I scheduled the appointment several weeks ago via their online portal. I think I even scheduled the appointment before the world stopped. I honestly, didn’t even know I had the appointment until I logged into the portal to schedule the appointment I really wanted to make.
Just a little background, my daughter had to go to the pediatrician for her 11 year old shots. My pediatrician and I were diagnosed with celiac at approximately the same time. She has had a complete recovery and mine has been less than stellar. The pediatrician suggested I go to the GI and have a chat and maybe I need to go to a celiac center for some additional help.
Anyway, back to my serendipitous appointment on Friday, I went to the office. The normally bustling waiting room was empty. I checked in and paid my copay. I was writing my list of questions, when the nurse called me back way faster than ever before.
In the chat with the doctor, we discussed what had been happening over the past two years since I was there the last time. He looked at my bloodwork from the vaccine trial and a quick glance at the endoscopy report showing all was normal. I said I think I have refractory celiac – my gastrointestinal symptoms have gotten worse in the last few months and we need to start looking at that. He said that the endoscopy shows normal. I said yes, but you and I both know that means nothing and that the only thing that matters is the biopsy and I cannot get those results.

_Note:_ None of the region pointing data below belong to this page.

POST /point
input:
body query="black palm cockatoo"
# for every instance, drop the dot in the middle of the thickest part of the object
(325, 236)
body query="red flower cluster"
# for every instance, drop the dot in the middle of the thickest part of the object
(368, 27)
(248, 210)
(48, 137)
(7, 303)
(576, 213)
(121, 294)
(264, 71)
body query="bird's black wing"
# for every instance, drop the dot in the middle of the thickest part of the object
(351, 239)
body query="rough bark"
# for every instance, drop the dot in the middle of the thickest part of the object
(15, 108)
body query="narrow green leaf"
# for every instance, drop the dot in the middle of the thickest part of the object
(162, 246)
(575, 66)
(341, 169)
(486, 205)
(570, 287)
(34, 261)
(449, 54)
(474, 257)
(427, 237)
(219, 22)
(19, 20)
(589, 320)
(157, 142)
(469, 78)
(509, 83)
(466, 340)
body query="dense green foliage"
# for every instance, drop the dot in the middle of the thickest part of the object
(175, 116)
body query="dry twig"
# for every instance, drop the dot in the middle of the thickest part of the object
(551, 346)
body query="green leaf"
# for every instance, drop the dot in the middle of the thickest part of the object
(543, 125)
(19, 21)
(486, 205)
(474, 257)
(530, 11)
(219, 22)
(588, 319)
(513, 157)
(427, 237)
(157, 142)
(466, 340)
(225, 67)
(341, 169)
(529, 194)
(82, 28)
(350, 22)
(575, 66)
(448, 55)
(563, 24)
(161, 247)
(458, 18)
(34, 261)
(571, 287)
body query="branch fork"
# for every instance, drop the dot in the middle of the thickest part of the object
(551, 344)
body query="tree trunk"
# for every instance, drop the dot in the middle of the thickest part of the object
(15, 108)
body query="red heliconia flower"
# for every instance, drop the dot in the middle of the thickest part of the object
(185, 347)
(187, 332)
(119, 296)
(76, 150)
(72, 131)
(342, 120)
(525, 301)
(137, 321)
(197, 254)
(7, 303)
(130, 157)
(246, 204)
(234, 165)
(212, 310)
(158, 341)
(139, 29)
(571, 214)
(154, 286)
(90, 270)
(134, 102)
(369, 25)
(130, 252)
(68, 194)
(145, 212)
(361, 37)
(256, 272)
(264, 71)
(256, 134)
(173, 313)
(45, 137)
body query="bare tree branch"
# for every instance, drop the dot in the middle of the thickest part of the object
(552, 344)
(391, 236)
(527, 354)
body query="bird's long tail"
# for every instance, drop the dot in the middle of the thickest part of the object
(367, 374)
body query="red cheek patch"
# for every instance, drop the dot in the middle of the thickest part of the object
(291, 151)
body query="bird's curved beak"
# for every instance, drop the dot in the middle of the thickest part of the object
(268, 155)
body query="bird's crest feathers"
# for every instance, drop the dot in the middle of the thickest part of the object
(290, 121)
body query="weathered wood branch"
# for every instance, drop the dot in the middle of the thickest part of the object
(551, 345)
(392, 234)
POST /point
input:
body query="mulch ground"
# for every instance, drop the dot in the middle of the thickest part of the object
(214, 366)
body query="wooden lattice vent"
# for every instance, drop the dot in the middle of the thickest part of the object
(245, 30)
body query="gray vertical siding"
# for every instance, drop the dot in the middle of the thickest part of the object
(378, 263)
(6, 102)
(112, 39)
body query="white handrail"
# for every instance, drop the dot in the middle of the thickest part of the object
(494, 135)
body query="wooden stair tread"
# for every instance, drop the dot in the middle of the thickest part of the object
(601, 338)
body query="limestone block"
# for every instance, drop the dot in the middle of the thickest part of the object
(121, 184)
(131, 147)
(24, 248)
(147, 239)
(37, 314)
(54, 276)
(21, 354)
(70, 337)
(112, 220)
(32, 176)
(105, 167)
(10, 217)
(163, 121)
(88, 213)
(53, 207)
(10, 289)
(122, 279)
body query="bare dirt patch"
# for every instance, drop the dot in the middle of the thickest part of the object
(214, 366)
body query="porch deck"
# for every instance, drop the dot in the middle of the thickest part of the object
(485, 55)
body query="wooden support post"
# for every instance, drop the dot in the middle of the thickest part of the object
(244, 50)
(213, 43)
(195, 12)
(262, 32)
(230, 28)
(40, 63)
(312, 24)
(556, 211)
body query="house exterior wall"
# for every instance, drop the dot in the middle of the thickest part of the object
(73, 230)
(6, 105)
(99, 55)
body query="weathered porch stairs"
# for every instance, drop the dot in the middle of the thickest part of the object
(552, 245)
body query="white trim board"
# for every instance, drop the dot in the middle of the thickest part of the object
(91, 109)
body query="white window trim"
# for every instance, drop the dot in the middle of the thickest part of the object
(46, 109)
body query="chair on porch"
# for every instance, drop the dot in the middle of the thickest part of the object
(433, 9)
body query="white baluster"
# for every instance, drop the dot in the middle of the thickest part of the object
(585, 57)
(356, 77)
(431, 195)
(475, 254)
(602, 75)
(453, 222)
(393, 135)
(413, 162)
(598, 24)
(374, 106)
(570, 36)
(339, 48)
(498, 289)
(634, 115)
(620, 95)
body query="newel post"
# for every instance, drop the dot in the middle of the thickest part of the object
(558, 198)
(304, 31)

Then we discussed the quality of my poop – which I will not torture you all with. But in our discussions we talked about the potential for the pancreas involvement in severe celiac disease. He said that we could do a whole bunch of stool studies or I could try the medicine to help. I’ve done some stool testing and my stool is always pretty fatty. He offered a drug for exocrine pancreatic insufficiency. I said it couldn’t hurt to try.
I didn’t know pancreatic involvement in celiac disease was a thing, but it seems that there is significant research regarding the pancreas and celiac disease. Here is just one article. I know we’ve all seen the ads for pancreas exocrine insufficiency. I thought it was a bunch of hooey. Here I am now trying the medicine. Who knew?

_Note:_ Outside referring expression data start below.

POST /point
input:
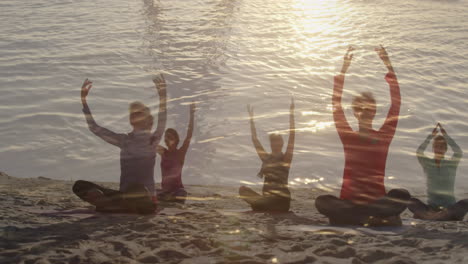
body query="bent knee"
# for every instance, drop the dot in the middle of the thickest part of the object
(401, 194)
(80, 186)
(323, 201)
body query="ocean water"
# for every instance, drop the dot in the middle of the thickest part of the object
(223, 55)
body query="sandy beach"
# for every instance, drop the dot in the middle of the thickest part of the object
(43, 222)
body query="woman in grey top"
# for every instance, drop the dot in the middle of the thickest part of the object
(275, 170)
(137, 158)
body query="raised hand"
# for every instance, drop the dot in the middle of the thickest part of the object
(192, 108)
(442, 130)
(434, 131)
(250, 110)
(347, 59)
(383, 55)
(87, 85)
(160, 83)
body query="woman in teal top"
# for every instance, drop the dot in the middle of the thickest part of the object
(440, 174)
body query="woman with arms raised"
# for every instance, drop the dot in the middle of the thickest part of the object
(172, 162)
(275, 170)
(363, 199)
(137, 158)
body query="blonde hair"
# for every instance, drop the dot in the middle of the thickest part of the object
(363, 98)
(140, 107)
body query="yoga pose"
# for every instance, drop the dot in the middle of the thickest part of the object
(275, 170)
(172, 162)
(440, 174)
(137, 158)
(363, 200)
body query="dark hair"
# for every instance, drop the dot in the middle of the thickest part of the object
(440, 138)
(174, 133)
(363, 97)
(140, 107)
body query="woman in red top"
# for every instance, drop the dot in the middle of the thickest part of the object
(363, 194)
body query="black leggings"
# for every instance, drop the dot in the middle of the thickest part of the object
(135, 200)
(265, 203)
(455, 212)
(344, 212)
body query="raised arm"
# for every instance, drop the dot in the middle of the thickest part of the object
(188, 138)
(457, 152)
(104, 133)
(161, 86)
(292, 134)
(339, 117)
(420, 151)
(258, 146)
(390, 124)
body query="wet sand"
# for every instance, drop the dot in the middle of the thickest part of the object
(43, 222)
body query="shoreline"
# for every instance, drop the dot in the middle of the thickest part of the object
(42, 222)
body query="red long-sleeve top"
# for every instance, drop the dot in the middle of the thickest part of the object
(365, 158)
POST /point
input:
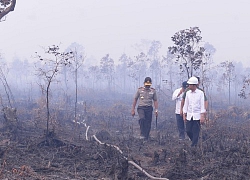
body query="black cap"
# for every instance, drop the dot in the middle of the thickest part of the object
(185, 84)
(147, 81)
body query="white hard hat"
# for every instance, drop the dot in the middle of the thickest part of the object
(193, 80)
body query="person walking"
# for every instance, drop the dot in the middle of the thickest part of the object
(147, 97)
(194, 110)
(177, 97)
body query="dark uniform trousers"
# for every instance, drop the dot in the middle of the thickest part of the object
(145, 115)
(193, 130)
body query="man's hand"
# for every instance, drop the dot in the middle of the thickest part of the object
(133, 112)
(202, 119)
(156, 112)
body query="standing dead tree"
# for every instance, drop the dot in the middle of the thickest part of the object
(187, 49)
(47, 70)
(76, 62)
(6, 6)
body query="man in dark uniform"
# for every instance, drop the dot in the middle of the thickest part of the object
(146, 96)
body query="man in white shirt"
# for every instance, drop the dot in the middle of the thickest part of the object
(177, 97)
(194, 110)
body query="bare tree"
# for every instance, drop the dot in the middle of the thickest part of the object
(228, 75)
(48, 71)
(107, 68)
(6, 6)
(187, 49)
(76, 63)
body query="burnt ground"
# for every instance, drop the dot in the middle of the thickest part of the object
(72, 152)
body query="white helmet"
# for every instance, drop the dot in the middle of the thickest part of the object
(193, 80)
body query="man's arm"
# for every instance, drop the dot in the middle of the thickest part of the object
(156, 107)
(182, 104)
(133, 107)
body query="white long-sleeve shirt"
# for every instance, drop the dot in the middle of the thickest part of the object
(177, 99)
(194, 104)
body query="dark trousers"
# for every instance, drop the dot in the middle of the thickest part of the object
(193, 131)
(145, 115)
(180, 126)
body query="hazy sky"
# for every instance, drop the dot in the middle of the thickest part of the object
(115, 26)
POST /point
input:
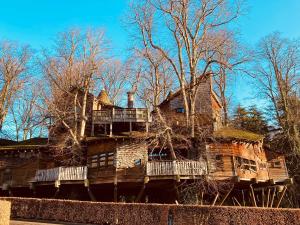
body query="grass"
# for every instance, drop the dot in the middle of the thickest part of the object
(232, 133)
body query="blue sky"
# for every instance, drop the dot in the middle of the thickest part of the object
(36, 22)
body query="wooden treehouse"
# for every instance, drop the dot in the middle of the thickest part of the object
(120, 165)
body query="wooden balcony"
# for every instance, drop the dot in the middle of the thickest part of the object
(171, 168)
(121, 115)
(62, 174)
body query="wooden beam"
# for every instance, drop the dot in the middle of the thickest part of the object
(273, 196)
(215, 199)
(140, 195)
(91, 195)
(281, 196)
(263, 197)
(116, 193)
(253, 196)
(234, 198)
(268, 198)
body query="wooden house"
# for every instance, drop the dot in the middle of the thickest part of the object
(120, 165)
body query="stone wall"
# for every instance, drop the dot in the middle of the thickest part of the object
(129, 153)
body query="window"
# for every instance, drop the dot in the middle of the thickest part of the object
(137, 162)
(101, 160)
(246, 164)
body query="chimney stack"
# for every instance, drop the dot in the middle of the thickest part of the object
(130, 99)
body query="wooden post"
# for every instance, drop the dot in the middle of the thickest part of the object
(110, 129)
(93, 125)
(253, 195)
(138, 198)
(201, 201)
(226, 196)
(243, 195)
(281, 196)
(91, 195)
(115, 192)
(234, 198)
(268, 198)
(263, 197)
(215, 199)
(273, 196)
(130, 127)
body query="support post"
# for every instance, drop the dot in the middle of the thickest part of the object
(234, 198)
(281, 196)
(138, 198)
(130, 127)
(93, 126)
(273, 196)
(253, 195)
(110, 129)
(226, 196)
(268, 197)
(215, 199)
(115, 192)
(263, 197)
(243, 195)
(91, 195)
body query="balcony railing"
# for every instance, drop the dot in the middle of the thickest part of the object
(62, 174)
(121, 115)
(169, 168)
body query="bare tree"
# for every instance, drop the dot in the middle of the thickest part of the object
(113, 78)
(14, 63)
(70, 71)
(25, 115)
(278, 77)
(237, 56)
(186, 38)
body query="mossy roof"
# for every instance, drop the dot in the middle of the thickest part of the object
(33, 143)
(236, 134)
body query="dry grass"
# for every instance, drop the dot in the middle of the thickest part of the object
(231, 133)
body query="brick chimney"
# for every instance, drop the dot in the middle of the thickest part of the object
(130, 99)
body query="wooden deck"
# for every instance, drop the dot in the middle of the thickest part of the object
(121, 115)
(62, 174)
(171, 168)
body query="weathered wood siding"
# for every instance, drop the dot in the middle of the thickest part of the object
(169, 168)
(227, 163)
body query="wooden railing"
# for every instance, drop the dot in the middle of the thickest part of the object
(61, 173)
(168, 168)
(121, 115)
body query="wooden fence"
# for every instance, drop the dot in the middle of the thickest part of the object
(61, 173)
(168, 168)
(121, 115)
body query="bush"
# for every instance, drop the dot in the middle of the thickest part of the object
(4, 212)
(147, 214)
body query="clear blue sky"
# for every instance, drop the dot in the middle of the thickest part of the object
(37, 21)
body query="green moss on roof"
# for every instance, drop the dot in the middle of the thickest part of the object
(232, 133)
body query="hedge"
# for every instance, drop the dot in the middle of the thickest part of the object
(4, 212)
(147, 214)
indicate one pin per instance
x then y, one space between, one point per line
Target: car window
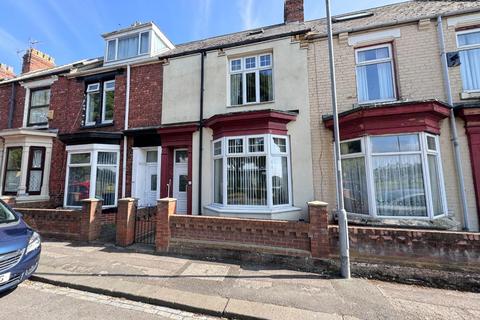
6 215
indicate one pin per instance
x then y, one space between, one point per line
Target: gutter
200 129
11 107
127 110
453 125
393 23
235 44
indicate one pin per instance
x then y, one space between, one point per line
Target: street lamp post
342 214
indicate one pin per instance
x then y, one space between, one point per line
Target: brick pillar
319 243
127 208
11 201
90 219
165 208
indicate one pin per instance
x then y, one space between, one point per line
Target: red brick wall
408 246
63 224
268 233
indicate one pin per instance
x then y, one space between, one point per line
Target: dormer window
129 46
139 41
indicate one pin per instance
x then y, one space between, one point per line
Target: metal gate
145 225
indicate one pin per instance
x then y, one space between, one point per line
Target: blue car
19 248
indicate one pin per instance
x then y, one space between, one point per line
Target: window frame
7 153
390 59
244 71
129 35
102 92
368 155
93 150
32 90
224 155
467 48
30 169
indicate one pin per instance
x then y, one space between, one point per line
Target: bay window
375 74
393 176
468 43
92 173
100 102
251 171
251 80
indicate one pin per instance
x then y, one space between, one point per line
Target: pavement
42 301
240 290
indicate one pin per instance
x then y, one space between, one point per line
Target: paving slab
242 290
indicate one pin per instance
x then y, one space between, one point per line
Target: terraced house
240 125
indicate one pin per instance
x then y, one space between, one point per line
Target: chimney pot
35 60
293 11
6 72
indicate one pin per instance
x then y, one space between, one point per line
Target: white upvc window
468 43
252 172
100 103
394 176
250 79
92 173
375 74
129 46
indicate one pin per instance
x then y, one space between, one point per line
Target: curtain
247 181
399 185
236 92
375 82
435 185
279 168
127 47
355 185
470 69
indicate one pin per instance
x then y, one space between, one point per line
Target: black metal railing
145 222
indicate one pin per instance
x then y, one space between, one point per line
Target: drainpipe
200 128
11 107
453 125
127 108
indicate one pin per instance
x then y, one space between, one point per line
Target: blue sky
70 30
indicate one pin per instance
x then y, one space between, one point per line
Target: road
34 300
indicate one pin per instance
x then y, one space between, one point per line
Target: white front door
146 175
180 179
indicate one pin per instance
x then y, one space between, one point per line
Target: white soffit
474 17
373 36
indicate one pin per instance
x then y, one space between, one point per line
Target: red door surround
174 137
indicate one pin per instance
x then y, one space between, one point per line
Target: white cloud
247 14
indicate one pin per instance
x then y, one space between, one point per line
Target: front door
180 179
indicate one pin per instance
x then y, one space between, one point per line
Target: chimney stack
6 72
293 11
34 60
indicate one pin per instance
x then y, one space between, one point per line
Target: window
469 44
252 171
92 173
36 166
393 176
100 102
39 105
251 79
13 171
128 46
375 80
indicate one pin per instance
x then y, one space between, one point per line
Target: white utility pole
341 212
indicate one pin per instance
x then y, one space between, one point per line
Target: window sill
276 213
101 125
470 95
251 104
443 222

We then discussed a repeat colonoscopy because I’ve had some pretty gnarly polyps removed and goodness knows I don’t need colon cancer. Or maybe a colitis could be the cause of some of my gastrointestinal distress. At the same time we will have a repeat endoscopy looking for signs of refractory celiac disease. So, in late June, I get all of the joy of a day of colonoscopy prep and a great nap the next day!
They also took 5 vials of blood for a variety of tests including vitamin status, celiac panel, and other blood tests.

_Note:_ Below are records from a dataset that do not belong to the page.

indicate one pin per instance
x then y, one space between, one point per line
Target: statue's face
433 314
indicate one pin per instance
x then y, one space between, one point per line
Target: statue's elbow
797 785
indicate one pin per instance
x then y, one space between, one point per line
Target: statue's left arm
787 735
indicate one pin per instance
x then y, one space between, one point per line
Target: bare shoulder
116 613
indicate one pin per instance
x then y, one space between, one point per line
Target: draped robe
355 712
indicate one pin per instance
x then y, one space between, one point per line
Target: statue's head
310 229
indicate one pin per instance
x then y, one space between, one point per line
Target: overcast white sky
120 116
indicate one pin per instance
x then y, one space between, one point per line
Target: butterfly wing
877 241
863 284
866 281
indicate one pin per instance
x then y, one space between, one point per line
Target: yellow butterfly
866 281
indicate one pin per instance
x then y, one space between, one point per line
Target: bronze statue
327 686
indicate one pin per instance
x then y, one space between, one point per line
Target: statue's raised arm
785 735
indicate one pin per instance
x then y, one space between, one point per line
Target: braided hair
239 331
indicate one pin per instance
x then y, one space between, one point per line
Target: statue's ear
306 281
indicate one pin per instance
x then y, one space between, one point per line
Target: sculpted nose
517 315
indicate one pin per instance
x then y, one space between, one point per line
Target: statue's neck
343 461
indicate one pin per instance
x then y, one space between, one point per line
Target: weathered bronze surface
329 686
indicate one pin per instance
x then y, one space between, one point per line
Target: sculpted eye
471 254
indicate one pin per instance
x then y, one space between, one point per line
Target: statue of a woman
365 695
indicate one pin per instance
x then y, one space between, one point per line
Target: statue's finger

Overall, it was what I expected. I didn’t expect him to say, “well of course you have refractory celiac disease. Here is some medicine for the magical cure.” I think I just needed to create a plan to move forward and execute the plan. It isn’t the magical answers I was hoping for, but it is the next step in this frustrating process.
As an update to the EPI medicine I’ve started, you take the medicine with every meal and snack. It is sort of a pain to remember. Since I started taking it, the massive amounts of daily diarrhea seem to have stopped. I started Friday night and it is only Monday. We will have to wait and see what happens but so far so good. Yay!
Right now, the goal is to not receive a phone call from the doctor’s office. It is never good to receive a phone call from the doctor’s office after being there. They never have good news in that situation.
I am still going to call a celiac center to schedule an appointment to get some more information and have someone review my records. Maybe take a look and offer some additional insight. I would like someone to put this nagging feeling of impending doom out of my mind.
Anyway, thanks for reading. I know that I am constantly thinking about this celiac thing and can wind myself into knots – Am I gluten free enough? Is this symptom cause for alarm or is it nothing? What are the long term consequences of undiagnosed refractory celiac? Why isn’t my system healing? Will this lead to an early death? All of it. Again, at least now I have a plan to move forward to figure this thing out.